Inside Windows XP SP2 Security Enhancements
Control of external connections made easier through Windows Firewall.
- By Roberta Bragg
One of the most significant changes in XP SP2 is the default firewall
placed on the local network interfaces. In deference to its new
role, the firewall has been renamed from Internet Connection Firewall
to Windows Firewall.
The major operational update in Windows Firewall lies in its control
of connections initiated outside the local machine. Microsoft called
these "exceptions." The old ICF allows opening ports for
inbound connections such as Web or FTP or remote desktop. Windows
Firewall makes this process much simpler by allowing the user to
select a service or application then opening the ports requested
by that application. You can add services or ports to the list.
The real news, though, is the ability to restrict inbound connections
based on their origin. You can configure a port or ports to accept
connections only from the local subnet. This significantly reduces
the ability to attack the desktop.
Buffer Overflow Protection
Microsoft has teamed with Intel and AMD to reduce the vulnerability
of Windows to buffer overflows by protecting memory using tags that
either allow or deny executables to launch. This No Execute (NX)
scheme is currently supported by AMD Athlon and Opteron chips. The
newest Intel Prescott-based Pentium 4 chips will also support NX.
With execution protection enabled, the processor will throw an
exception when asked to execute code exposed by a buffer overflow.
The Performance Options section of System Properties applet has
a new tab called Data Execution Prevention that allows you to disable
the NX feature if you need to maintain compatibility with a legacy
application. The new Application Compatibility Toolkit has settings
to disable DEP for specific applications, though, so try that first.
Internet Explorer Restrictions
Many exploits target Internet Explorer, so it's not surprising
that XP SP2 adds quite a few new security features to Internet Explorer
and its cousins, Outlook Express, Infopath, Microsoft Messenger
and MSN Messenger. Some of the most important security enhancements
MIME handling and MIME sniffing: When Internet Explorer analyzes
the content of a Web page or downloaded file, it decides how to handle the
file based on the MIME type assignments and an analysis of the content itself.
XP SP2 takes this content analysis to the next level by automatically renaming
a file to match its true content before placing the file in the Internet cache.
It also prevents promoting one MIME type to another (text to HTML, for example)
if the second MIME type has additional functionality.
Pop-up blocking: In the Internet Properties window, select the Privacy
tab to see the Block Pop-up Windows option. Although this feature isn't turned
on by default, the first time you encounter a site with a pop-up, you'll be
prompted to enable pop-up blocking. Once enabled, when you encounter a site
with a pop-up, a notification icon appears in the status bar and the user
also sees a notification in the new Information Bar (right under the toolbar).
You can choose to see one pop-up or all pop-ups from a site.
If a user decides to allow pop-ups, you don't want the pop-up to
fool the user into performing an exploitable act by hiding important
warnings or by covering a page with an alternate page. For this
reason, the Windows_Restrictions feature constrains the size, position,
and format of pop-up windows. Windows Restrictions also mandates
that pop-ups have a status bar and a menu bar. This prevents borderless
pop-ups from hiding important security information that would ordinarily
be displayed in the status bar or notification area.
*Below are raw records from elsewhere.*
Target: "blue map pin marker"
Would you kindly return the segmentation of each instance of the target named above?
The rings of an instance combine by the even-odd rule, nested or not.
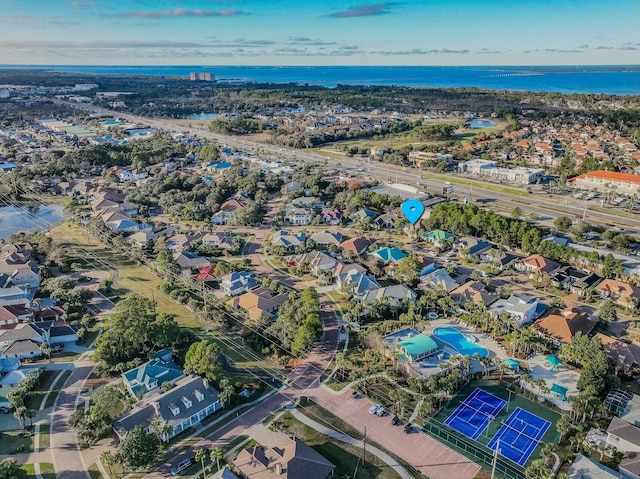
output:
[[[407,200],[400,205],[400,209],[412,225],[415,225],[424,213],[424,205],[418,200]]]

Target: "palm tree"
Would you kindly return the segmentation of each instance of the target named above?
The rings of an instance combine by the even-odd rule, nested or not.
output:
[[[20,421],[20,429],[24,431],[24,418],[26,417],[27,408],[26,406],[18,406],[16,410],[13,411],[13,415],[15,418]]]
[[[100,453],[100,462],[107,466],[109,470],[109,476],[113,476],[113,465],[116,463],[116,458],[111,451],[102,451]]]
[[[224,452],[219,447],[214,447],[211,450],[211,460],[216,461],[216,471],[220,470],[220,459],[224,457]]]
[[[200,461],[202,464],[202,479],[207,479],[207,473],[204,470],[204,460],[207,457],[206,449],[198,449],[196,451],[196,461]]]

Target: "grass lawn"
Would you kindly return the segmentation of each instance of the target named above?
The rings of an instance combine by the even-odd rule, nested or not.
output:
[[[51,442],[49,434],[51,433],[51,426],[48,423],[40,424],[39,447],[40,450],[49,449]]]
[[[158,287],[163,282],[157,274],[150,271],[145,266],[141,266],[124,255],[114,252],[110,248],[106,248],[102,242],[92,235],[81,229],[80,227],[69,222],[63,223],[57,228],[51,230],[51,236],[60,243],[66,243],[69,250],[73,252],[74,248],[78,250],[78,260],[76,262],[84,263],[87,268],[95,268],[104,270],[106,266],[93,258],[101,258],[114,267],[118,268],[117,286],[130,292],[137,293],[140,296],[152,299],[156,302],[158,311],[175,316],[180,326],[191,329],[199,336],[203,336],[207,323],[200,319],[198,313],[190,311],[183,305],[174,301],[171,297],[162,294]],[[87,258],[85,250],[91,253],[91,257]],[[234,349],[244,349],[233,338],[225,332],[217,332],[221,339],[219,341],[221,350],[227,354],[235,362],[236,367],[251,368],[255,366],[255,359],[249,356],[248,350],[244,354],[234,356]],[[225,344],[227,343],[227,344]],[[236,362],[237,360],[237,362]]]
[[[56,472],[53,469],[53,464],[48,462],[40,463],[40,474],[44,479],[56,479]]]
[[[323,407],[318,406],[315,402],[310,399],[303,398],[300,401],[300,405],[298,409],[309,418],[317,421],[331,429],[336,431],[340,431],[344,434],[347,434],[355,439],[362,439],[364,436],[362,432],[355,429],[351,424],[347,424],[342,419],[337,416],[334,416],[329,411],[324,409]]]
[[[106,248],[93,235],[87,236],[85,230],[80,227],[69,222],[62,223],[51,230],[51,237],[59,243],[66,243],[67,248],[72,252],[74,249],[78,250],[78,261],[76,262],[84,262],[87,267],[104,270],[106,266],[93,259],[100,258],[118,268],[117,286],[119,288],[153,299],[158,305],[158,311],[174,315],[182,326],[191,328],[200,326],[196,313],[189,311],[158,291],[158,286],[163,280],[157,274],[124,255]],[[90,257],[87,257],[86,251],[91,254]]]
[[[87,472],[89,473],[91,479],[103,479],[102,474],[100,473],[100,469],[98,469],[98,466],[96,464],[92,464],[91,466],[89,466],[89,470]]]
[[[60,371],[44,371],[40,375],[40,384],[33,392],[33,394],[29,395],[26,400],[25,406],[39,411],[40,404],[42,404],[42,398],[44,398],[47,392],[49,392],[53,381],[58,377],[59,374]]]
[[[302,439],[322,456],[336,466],[335,477],[353,477],[354,479],[396,479],[400,477],[386,463],[372,454],[367,454],[365,465],[360,463],[362,449],[351,444],[345,444],[329,436],[319,433],[313,428],[301,423],[290,413],[282,416],[282,421],[289,430],[295,431]],[[359,464],[360,463],[360,464]],[[359,464],[357,476],[353,476]]]
[[[0,455],[33,452],[33,436],[23,437],[20,431],[0,431]]]
[[[56,383],[56,387],[51,390],[49,397],[44,403],[44,409],[53,407],[53,404],[56,402],[56,398],[58,397],[58,394],[60,394],[60,391],[64,387],[64,383],[67,382],[67,379],[69,379],[69,376],[71,376],[72,373],[73,371],[71,371],[70,369],[67,369],[62,372],[62,375],[60,376],[60,378],[58,379],[58,382]]]

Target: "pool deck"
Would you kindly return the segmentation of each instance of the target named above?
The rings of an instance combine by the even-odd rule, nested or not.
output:
[[[533,379],[544,379],[544,382],[549,389],[551,389],[553,383],[567,388],[567,397],[569,398],[571,396],[577,396],[577,384],[578,379],[580,378],[580,373],[578,373],[574,369],[566,367],[564,364],[560,364],[556,367],[555,370],[551,371],[546,364],[546,357],[546,354],[536,354],[527,358],[527,368],[529,369],[529,375]],[[561,401],[551,393],[541,394],[540,390],[538,390],[535,386],[526,384],[524,381],[520,381],[520,385],[523,388],[537,394],[538,396],[543,396],[545,399],[555,404],[563,411],[571,410],[571,404],[569,402]]]
[[[500,346],[496,341],[488,337],[484,333],[479,333],[475,329],[466,326],[463,323],[457,322],[452,319],[438,318],[429,322],[429,328],[423,333],[426,335],[430,335],[436,339],[436,341],[441,341],[435,336],[433,336],[433,330],[436,328],[456,328],[462,334],[470,334],[474,338],[477,339],[475,344],[484,347],[487,351],[489,351],[489,358],[493,359],[494,357],[499,357],[502,359],[507,359],[509,356],[505,349]],[[445,343],[445,341],[442,341]],[[446,343],[448,344],[448,343]],[[453,345],[447,345],[442,348],[443,351],[449,353],[451,356],[458,355],[458,351],[453,348]],[[429,356],[428,358],[421,359],[417,362],[408,363],[409,367],[420,376],[431,376],[433,374],[442,373],[443,369],[440,367],[440,364],[443,361],[438,359],[438,355]],[[482,364],[479,361],[471,361],[471,373],[479,373],[482,372]]]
As we've all come to realize over the last few bloody months of
worms and viruses, the Remote Procedure Call (RPC) in Windows is
a powerful tool, whether used for good or nefarious purposes.
Many RPC vulnerabilities leverage the willingness of an RPC service
to accept anonymous connections. XP SP2 demands a secure connection,
even if the application doesn't require it. You can see the beneficial
effect using the Rpcdump utility in the Windows 2003 Resource Kit.
Point Rpcdump at a standard XP desktop and you'll get a full list
of the RPC services running on the machine. Point Rpcdump at an
XP SP2 machine and you get a brusque "Access Denied."
Roberta Bragg, MCSE: Security, CISSP, Security+, and Microsoft MVP is a Redmond contributing editor and the owner of Have Computer Will Travel Inc., an independent firm specializing in information security and operating systems. She's series editor for Osborne/McGraw-Hill's Hardening series, books that instruct you on how to secure your networks before you are hacked, and author of the first book in the series, Hardening Windows Systems.